France may be America's oldest ally, but more than half of French people no longer consider the United States a reliable partner, according to a new survey released Wednesday.
Just 44 percent of those polled said the United States remained a "trusted ally" under President Donald Trump – a 33-point plunge since a similar survey was conducted in May 2014 when former president Barack Obama was still in the White House.
Some 54 percent said they had a "very bad opinion" of the Republican leader.
Only 17 percent said they had a positive opinion of Trump in the Ifop poll, jointly commissioned by the American Jewish Committee advocacy group, France's Foundation for Political Innovation and the Sursaut think-tank collective.
Supporters of the far-right National Rally party – formerly the National Front – led by Marine Le Pen were the only group to express a more positive opinion, with 42 percent backing Trump.
With Trump pursuing punitive trade tariffs, 78 percent said the US is bad for French economic growth. And with his decision to pull out of the Paris climate agreement, 88 percent see Trump's America as an adversary rather than an ally in the fight against climate change.
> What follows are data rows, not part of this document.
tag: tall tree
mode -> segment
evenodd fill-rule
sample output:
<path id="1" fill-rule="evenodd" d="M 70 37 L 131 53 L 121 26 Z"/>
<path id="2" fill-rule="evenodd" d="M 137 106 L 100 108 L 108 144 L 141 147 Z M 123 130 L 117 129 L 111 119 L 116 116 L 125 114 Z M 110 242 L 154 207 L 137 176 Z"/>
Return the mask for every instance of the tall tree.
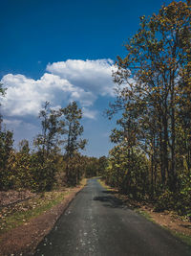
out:
<path id="1" fill-rule="evenodd" d="M 71 170 L 69 162 L 79 150 L 84 150 L 87 140 L 81 139 L 83 133 L 83 126 L 80 124 L 82 111 L 77 106 L 76 102 L 70 103 L 66 107 L 61 108 L 59 112 L 61 117 L 60 132 L 64 136 L 63 143 L 66 151 L 66 177 L 70 182 Z"/>
<path id="2" fill-rule="evenodd" d="M 122 109 L 128 127 L 132 109 L 141 110 L 133 116 L 138 127 L 137 143 L 151 155 L 154 165 L 159 166 L 162 185 L 171 191 L 178 185 L 180 99 L 182 108 L 191 100 L 190 18 L 190 7 L 175 1 L 163 6 L 159 14 L 140 18 L 140 29 L 125 45 L 126 57 L 117 58 L 114 74 L 117 98 L 108 112 L 111 115 Z"/>

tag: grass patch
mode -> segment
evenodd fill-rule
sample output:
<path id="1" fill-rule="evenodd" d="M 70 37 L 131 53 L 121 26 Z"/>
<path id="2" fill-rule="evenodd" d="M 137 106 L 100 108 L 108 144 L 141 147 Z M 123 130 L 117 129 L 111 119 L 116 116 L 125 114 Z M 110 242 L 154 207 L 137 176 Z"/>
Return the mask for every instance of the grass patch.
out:
<path id="1" fill-rule="evenodd" d="M 29 199 L 14 206 L 4 207 L 1 212 L 0 234 L 36 217 L 54 205 L 61 202 L 69 192 L 46 192 L 40 194 L 38 198 Z"/>
<path id="2" fill-rule="evenodd" d="M 99 182 L 99 184 L 104 187 L 105 189 L 112 191 L 114 190 L 113 188 L 111 188 L 110 186 L 106 185 L 105 181 L 101 178 L 97 178 L 97 181 Z"/>
<path id="3" fill-rule="evenodd" d="M 86 182 L 87 179 L 82 179 L 80 186 L 85 186 Z M 63 191 L 44 192 L 29 200 L 2 207 L 0 209 L 0 235 L 21 224 L 27 224 L 32 218 L 59 204 L 72 191 L 72 188 L 67 188 Z"/>
<path id="4" fill-rule="evenodd" d="M 153 220 L 153 218 L 145 211 L 142 210 L 138 210 L 138 209 L 135 209 L 135 211 L 138 214 L 140 214 L 141 216 L 143 216 L 146 220 L 155 222 L 155 221 Z"/>
<path id="5" fill-rule="evenodd" d="M 184 242 L 186 244 L 188 244 L 189 246 L 191 246 L 191 236 L 177 232 L 177 231 L 172 231 L 170 230 L 171 233 L 178 237 L 179 239 L 180 239 L 182 242 Z"/>

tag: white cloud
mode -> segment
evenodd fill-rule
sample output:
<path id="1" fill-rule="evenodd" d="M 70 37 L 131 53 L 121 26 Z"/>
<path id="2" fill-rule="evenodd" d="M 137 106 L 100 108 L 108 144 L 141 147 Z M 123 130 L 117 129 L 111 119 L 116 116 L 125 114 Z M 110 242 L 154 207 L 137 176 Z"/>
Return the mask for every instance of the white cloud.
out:
<path id="1" fill-rule="evenodd" d="M 77 101 L 84 116 L 96 118 L 96 111 L 88 109 L 98 96 L 113 96 L 111 59 L 66 61 L 48 64 L 39 80 L 24 75 L 8 74 L 0 82 L 7 88 L 2 99 L 2 112 L 7 117 L 37 116 L 42 104 L 51 102 L 53 107 Z"/>
<path id="2" fill-rule="evenodd" d="M 47 71 L 66 79 L 74 86 L 102 96 L 114 95 L 113 69 L 114 61 L 110 58 L 96 60 L 68 59 L 49 63 L 47 66 Z"/>
<path id="3" fill-rule="evenodd" d="M 96 119 L 97 111 L 96 110 L 90 110 L 86 107 L 82 107 L 83 117 L 87 117 L 90 119 Z"/>

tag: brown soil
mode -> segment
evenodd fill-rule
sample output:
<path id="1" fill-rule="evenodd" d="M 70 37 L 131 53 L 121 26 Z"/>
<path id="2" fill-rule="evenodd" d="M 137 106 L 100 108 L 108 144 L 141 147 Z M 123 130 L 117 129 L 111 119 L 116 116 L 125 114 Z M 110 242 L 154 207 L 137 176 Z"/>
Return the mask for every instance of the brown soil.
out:
<path id="1" fill-rule="evenodd" d="M 172 231 L 191 237 L 190 219 L 180 217 L 175 212 L 170 211 L 155 212 L 155 206 L 153 204 L 136 201 L 132 198 L 129 198 L 127 196 L 119 194 L 117 189 L 107 186 L 103 180 L 100 180 L 100 183 L 108 190 L 113 191 L 114 195 L 127 204 L 128 207 L 146 212 L 156 223 Z"/>
<path id="2" fill-rule="evenodd" d="M 164 211 L 158 213 L 153 210 L 152 206 L 141 206 L 140 210 L 148 213 L 155 222 L 166 227 L 172 231 L 191 236 L 191 222 L 176 215 L 173 212 Z"/>
<path id="3" fill-rule="evenodd" d="M 31 219 L 30 221 L 11 229 L 0 236 L 0 255 L 33 255 L 35 247 L 52 230 L 60 215 L 71 200 L 82 189 L 78 186 L 70 189 L 64 200 L 44 214 Z"/>

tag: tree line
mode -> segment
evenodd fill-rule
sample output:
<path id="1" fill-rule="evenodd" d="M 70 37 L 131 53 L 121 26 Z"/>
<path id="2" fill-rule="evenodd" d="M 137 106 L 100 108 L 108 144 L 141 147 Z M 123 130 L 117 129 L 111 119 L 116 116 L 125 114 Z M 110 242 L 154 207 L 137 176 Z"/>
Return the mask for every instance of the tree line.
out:
<path id="1" fill-rule="evenodd" d="M 158 209 L 191 216 L 191 7 L 173 1 L 140 17 L 117 57 L 117 98 L 107 111 L 121 118 L 111 134 L 108 183 Z"/>
<path id="2" fill-rule="evenodd" d="M 3 85 L 0 94 L 5 96 Z M 80 153 L 87 144 L 82 139 L 82 110 L 76 102 L 54 110 L 46 102 L 39 112 L 41 132 L 32 148 L 23 139 L 13 148 L 13 132 L 3 128 L 0 119 L 0 190 L 50 191 L 74 186 L 82 177 L 97 175 L 102 160 Z M 100 168 L 99 168 L 100 167 Z M 103 168 L 102 168 L 103 169 Z"/>

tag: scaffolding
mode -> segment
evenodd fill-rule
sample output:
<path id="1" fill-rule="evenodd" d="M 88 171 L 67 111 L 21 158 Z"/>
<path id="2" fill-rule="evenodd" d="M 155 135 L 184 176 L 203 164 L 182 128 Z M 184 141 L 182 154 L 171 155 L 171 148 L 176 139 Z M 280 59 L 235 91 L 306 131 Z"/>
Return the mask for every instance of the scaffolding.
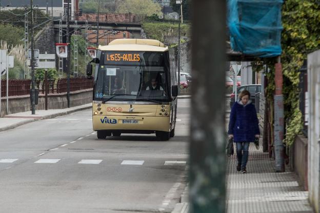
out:
<path id="1" fill-rule="evenodd" d="M 73 39 L 73 76 L 78 76 L 78 23 L 74 21 L 74 36 Z"/>
<path id="2" fill-rule="evenodd" d="M 28 13 L 27 13 L 27 9 L 26 9 L 25 11 L 25 72 L 24 78 L 27 79 L 27 73 L 28 73 L 28 79 L 30 79 L 30 73 L 27 64 L 29 50 L 29 26 L 28 24 Z"/>
<path id="3" fill-rule="evenodd" d="M 59 20 L 59 43 L 62 43 L 62 20 Z M 62 57 L 59 57 L 59 70 L 58 71 L 59 78 L 63 75 L 63 61 Z"/>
Attitudes also vary between age groups, with the oldest French nationals holding the most pessimistic views of the United States.
Only 38 percent of those over 65 see Washington as a trusted ally compared to 52 percent of those aged 18 to 24.
The diplomatic ties that bind the two nations date back to the American Revolutionary War in the 18th century and their alliance during World War II. But US foreign policy has also been the target of strong criticism from France, notably when they disagreed over the 2003 invasion of Iraq.
The figures do, however, point to a slight improvement since Trump first won the presidency in November 2016, when just 38 percent considered the US a trusted ally.
The survey questioned 1,007 people online from September 10 to11.